Pertamina Tegaskan Tidak Ada Aturan Baru Pembatasan Pertalite

eranasional.com
8 jam lalu
Cover Berita

Jakarta, ERANASIONAL.COM –  PT Pertamina Patra Niaga memberikan klarifikasi terkait beredarnya informasi di media sosial yang menyebut adanya kebijakan pembatasan pembelian bahan bakar minyak (BBM) jenis Pertalite mulai 1 Juni 2026 untuk sejumlah merek kendaraan maupun berdasarkan kapasitas mesin tertentu. Perusahaan menegaskan bahwa informasi tersebut tidak benar dan tidak berasal dari kebijakan resmi pemerintah maupun regulator energi.

Corporate Secretary Pertamina Patra Niaga, Roberth MV Dumatubun, menjelaskan bahwa hingga saat ini tidak ada aturan ataupun arahan yang mengatur pembatasan pembelian Pertalite berdasarkan jenis kendaraan, merek mobil, maupun kapasitas mesin. Ia menekankan bahwa narasi yang beredar luas di berbagai platform digital tidak memiliki dasar kebijakan yang sah dan berpotensi menimbulkan kesalahpahaman di masyarakat.

Roberth menegaskan bahwa Pertamina Patra Niaga sebagai badan usaha yang mendapat mandat dari pemerintah hanya menjalankan distribusi energi sesuai ketentuan resmi yang berlaku. Oleh karena itu, setiap kebijakan terkait penyaluran BBM subsidi maupun penugasan khusus selalu mengikuti keputusan pemerintah dan regulator, bukan berdasarkan inisiatif perusahaan atau informasi yang beredar di ruang publik.

Ia juga meminta masyarakat untuk lebih berhati-hati dalam menerima informasi yang belum terverifikasi, terutama yang tersebar melalui media sosial. Menurutnya, penyebaran informasi yang tidak akurat dapat memicu kepanikan serta menimbulkan persepsi keliru mengenai kebijakan energi nasional.

“Informasi mengenai daftar merek kendaraan tertentu yang disebut tidak boleh membeli Pertalite mulai 1 Juni 2026 dipastikan tidak benar karena sampai saat ini tidak ada rencana ataupun arahan dari Pemerintah dan regulator. Masyarakat kami imbau untuk tidak mudah mempercayai maupun menyebarluaskan informasi yang belum terverifikasi,” ujar Roberth dalam keterangan resmi.

Pertamina Patra Niaga juga kembali menegaskan bahwa hingga saat ini distribusi dan penyaluran BBM jenis Pertalite di seluruh wilayah Indonesia tetap berjalan normal. Tidak ada perubahan mekanisme pelayanan kepada masyarakat, baik di SPBU maupun dalam sistem distribusi yang dikelola perusahaan.

Lebih lanjut, Roberth menjelaskan bahwa program Subsidi Tepat yang selama ini dijalankan oleh pemerintah bersama Pertamina tidak dapat disamakan dengan isu viral mengenai pembatasan kendaraan tertentu. Program tersebut merupakan kebijakan untuk meningkatkan ketepatan sasaran subsidi energi agar hanya diterima oleh kelompok yang memang berhak sesuai aturan yang ditetapkan pemerintah.

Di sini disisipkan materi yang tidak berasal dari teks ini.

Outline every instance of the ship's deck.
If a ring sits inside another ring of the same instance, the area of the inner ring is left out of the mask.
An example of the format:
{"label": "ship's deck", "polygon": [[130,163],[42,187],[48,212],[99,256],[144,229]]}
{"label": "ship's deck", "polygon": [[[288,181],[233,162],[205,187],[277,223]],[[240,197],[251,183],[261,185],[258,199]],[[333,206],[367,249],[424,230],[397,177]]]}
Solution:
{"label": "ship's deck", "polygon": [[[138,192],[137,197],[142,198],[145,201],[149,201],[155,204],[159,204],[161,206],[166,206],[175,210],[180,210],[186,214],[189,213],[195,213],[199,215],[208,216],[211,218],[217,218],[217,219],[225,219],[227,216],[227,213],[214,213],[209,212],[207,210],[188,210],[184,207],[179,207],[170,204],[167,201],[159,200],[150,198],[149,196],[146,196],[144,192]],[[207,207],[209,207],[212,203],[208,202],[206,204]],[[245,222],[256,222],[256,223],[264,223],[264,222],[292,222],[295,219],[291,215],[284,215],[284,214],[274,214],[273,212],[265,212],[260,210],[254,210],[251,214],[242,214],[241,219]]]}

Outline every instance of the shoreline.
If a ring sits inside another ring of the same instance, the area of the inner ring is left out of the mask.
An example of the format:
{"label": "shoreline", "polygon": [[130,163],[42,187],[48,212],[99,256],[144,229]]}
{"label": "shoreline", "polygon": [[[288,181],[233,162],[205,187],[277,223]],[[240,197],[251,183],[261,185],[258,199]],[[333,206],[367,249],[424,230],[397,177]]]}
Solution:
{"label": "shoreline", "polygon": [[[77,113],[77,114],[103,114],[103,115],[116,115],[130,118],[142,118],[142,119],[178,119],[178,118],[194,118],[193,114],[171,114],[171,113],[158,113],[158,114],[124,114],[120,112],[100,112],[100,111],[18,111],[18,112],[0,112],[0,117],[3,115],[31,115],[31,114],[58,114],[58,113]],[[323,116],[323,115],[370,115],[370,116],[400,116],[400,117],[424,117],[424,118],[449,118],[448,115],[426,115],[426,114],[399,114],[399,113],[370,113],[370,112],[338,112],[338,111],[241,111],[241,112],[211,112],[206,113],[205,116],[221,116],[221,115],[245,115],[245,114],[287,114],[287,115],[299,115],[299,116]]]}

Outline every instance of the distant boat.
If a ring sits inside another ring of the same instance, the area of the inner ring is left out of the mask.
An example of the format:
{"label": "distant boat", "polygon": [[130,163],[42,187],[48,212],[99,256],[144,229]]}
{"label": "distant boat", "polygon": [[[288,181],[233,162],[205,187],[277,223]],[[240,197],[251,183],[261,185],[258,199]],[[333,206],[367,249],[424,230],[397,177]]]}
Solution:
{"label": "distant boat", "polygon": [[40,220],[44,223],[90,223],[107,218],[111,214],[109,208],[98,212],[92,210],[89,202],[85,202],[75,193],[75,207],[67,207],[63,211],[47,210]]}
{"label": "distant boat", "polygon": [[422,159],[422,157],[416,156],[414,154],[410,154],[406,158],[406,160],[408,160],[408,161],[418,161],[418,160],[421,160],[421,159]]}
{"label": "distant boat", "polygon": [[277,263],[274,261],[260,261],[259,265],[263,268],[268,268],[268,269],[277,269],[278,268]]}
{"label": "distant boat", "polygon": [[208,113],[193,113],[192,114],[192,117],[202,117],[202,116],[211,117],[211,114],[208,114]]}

Menurutnya, implementasi Subsidi Tepat lebih berfokus pada pengaturan data dan verifikasi pengguna kendaraan melalui sistem yang telah ditentukan, bukan pelarangan berdasarkan merek mobil atau kapasitas mesin secara sepihak sebagaimana yang ramai beredar di media sosial. Dengan demikian, narasi yang mengaitkan program tersebut dengan larangan pembelian Pertalite bagi jenis kendaraan tertentu adalah keliru.

Dalam beberapa waktu terakhir, isu mengenai pembatasan BBM subsidi memang kerap muncul dan menjadi perhatian publik, terutama di tengah meningkatnya konsumsi energi dan upaya pemerintah dalam menjaga keberlanjutan subsidi. Namun demikian, Pertamina menegaskan bahwa setiap kebijakan energi berskala nasional akan selalu diumumkan secara resmi melalui saluran pemerintah agar tidak menimbulkan kesalahpahaman di masyarakat.

Pertamina Patra Niaga juga mengingatkan bahwa penyebaran informasi yang tidak jelas sumbernya dapat berdampak luas terhadap stabilitas informasi publik, terutama di sektor energi yang bersentuhan langsung dengan kebutuhan sehari-hari masyarakat. Oleh karena itu, verifikasi informasi menjadi langkah penting sebelum membagikan ulang suatu kabar di ruang digital.

Perusahaan mengimbau masyarakat untuk selalu mengakses informasi resmi melalui kanal pemerintah, regulator energi, maupun Pertamina itu sendiri. Langkah ini diharapkan dapat mengurangi potensi penyebaran hoaks yang dapat memicu keresahan.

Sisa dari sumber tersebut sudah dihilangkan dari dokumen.